Christmas Day will mark 2 months since my beautiful light filled boy left this earthly realm. So far, no day has been easier to swallow this bitter truth than another, but I fear the weight of this approaching “first”, more than I can articulate.
With a niece and nephew still young enough to find magic in the season, I feel a strong conviction to make space for celebrating a childs favorite time of year.
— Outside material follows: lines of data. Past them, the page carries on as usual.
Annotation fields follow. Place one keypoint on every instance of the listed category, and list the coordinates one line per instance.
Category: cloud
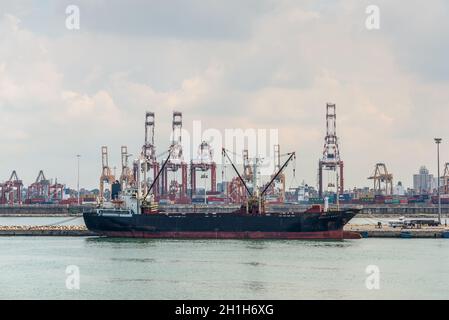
(229, 65)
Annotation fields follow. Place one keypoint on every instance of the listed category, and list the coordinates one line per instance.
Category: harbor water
(39, 268)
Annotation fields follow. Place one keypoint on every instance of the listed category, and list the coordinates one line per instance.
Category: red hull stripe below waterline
(337, 234)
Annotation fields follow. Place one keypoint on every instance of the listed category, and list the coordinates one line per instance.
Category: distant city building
(398, 190)
(423, 182)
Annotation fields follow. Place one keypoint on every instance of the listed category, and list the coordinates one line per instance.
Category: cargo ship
(140, 217)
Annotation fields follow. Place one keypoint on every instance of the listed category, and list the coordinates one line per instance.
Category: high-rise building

And yet, my cheerfulness leaves much to be desired.
Isaac, Abigail & Jackson were as close as siblings– perhaps because Isaac was an only child, but I think in large part due to the fact that my sister, Jessica, their mama and Isaac’s auntie, and I cultivated their connection because of our fondness for each other, and because the daddy’s, Phillip & Johnny are as close as brothers.
While Abby & Jack adored and admired Isaac, the oldest, Isaac doted on them and loved them with his whole self. Christmas at Granny & Grampas has always been their favorite time together– the traditions, the games, the laughter, the food, the “comfiness” as Isaac called it (and if you’ve ever been to my folks, you know what I mean).
Without Isaac there, with the gaping hole of his absence, what can we do? How do we do the same things? How do we not? How do we try something new?
Isaacs death has already eroded an essential thread of their innocence; without the holidays, will everything that remains come undone? How do we make space for our own pain AND theirs and still find a way to infuse a little Christmas Spirit into the time we spend together?
The good news is, because of the deep and abiding faith of my folks, and of Abby & Jack, we know & honor the true meaning of Christmas; A child was born to light up a dark world. I relate to this now more than ever. A season of light was created to maintain that light in our own hearts and all the hearts of humankind. Peace on earth and goodwill towards all (wo)men.